Tra le misure annunciate nel pacchetto del
Recovery Fund c'è anche l'obiettivo di raccogliere 150 miliardi, tra fondi pubblici e privati, da destinare a mobilità sostenibile, riduzione delle emissioni industriali ed efficientamento energetico degli edifici (prima erano 100 miliardi). Anche il
Just Transition Fund, destinato a sostenere i paesi nella conversione dai combustibili fossili alle energie rinnovabili, viene robustamente incrementato e passa da 7.5 a 40 miliardi, 30 dei quali inclusi nel
Recovery Fund. Nel primo stanziamento di 7.5 miliardi le fette più grandi erano destinate alle nazioni più dipendenti dal carbone come la Polonia (2 miliardi) e la Germania. Nella nuova proposta alla Polonia spetteranno 8 miliardi.
Resta il nodo del gas naturale, che malgrado produca la metà delle emissioni del carbone non rientra tra le fonti energetiche finanziabili con il
Green New Deal. La scorsa settimana otto nazioni
(Bulgaria, Cechia, Grecia, Lituania, Polonia, Romania, Slovacchia e Ungheria) avevano sottoscritto un documento che chiede l'inclusione del gas naturale tra le risorse da utilizzare nella transizione energetica.

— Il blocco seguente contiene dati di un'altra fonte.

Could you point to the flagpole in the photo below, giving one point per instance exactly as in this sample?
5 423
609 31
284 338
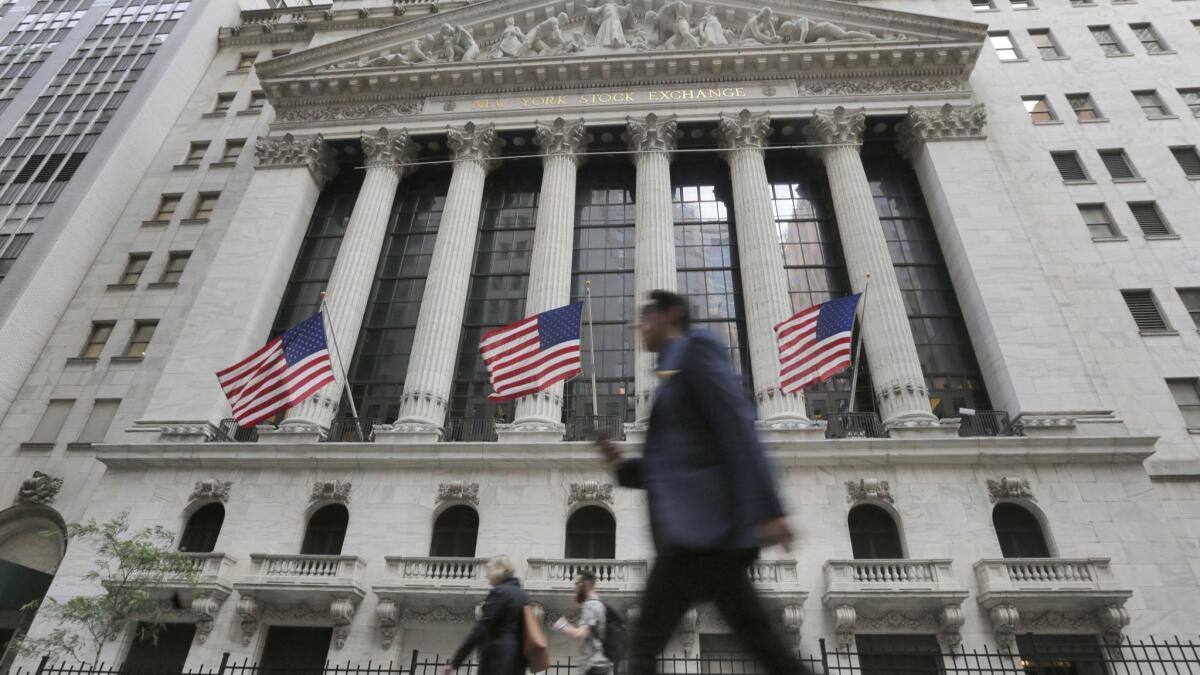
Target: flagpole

Timmermans ha anche sottolineato come tutte le azioni finanziate dal
Recovery Fund dovranno esere coerenti con gli obiettivi di riduzione delle emissioni che l'Europa ha fissato per il 2030 e il 2050. Per accedere al
Recovery Fund i singoli paesi dovranno presentare a Bruxelles dei piani di investimenti in linea con le politiche climatiche dell'Unione, pena l'esclusione dai finanziamenti. Il
Recovery Fund non prevede contributi per i combustibili fossili, compreso il gas naturale.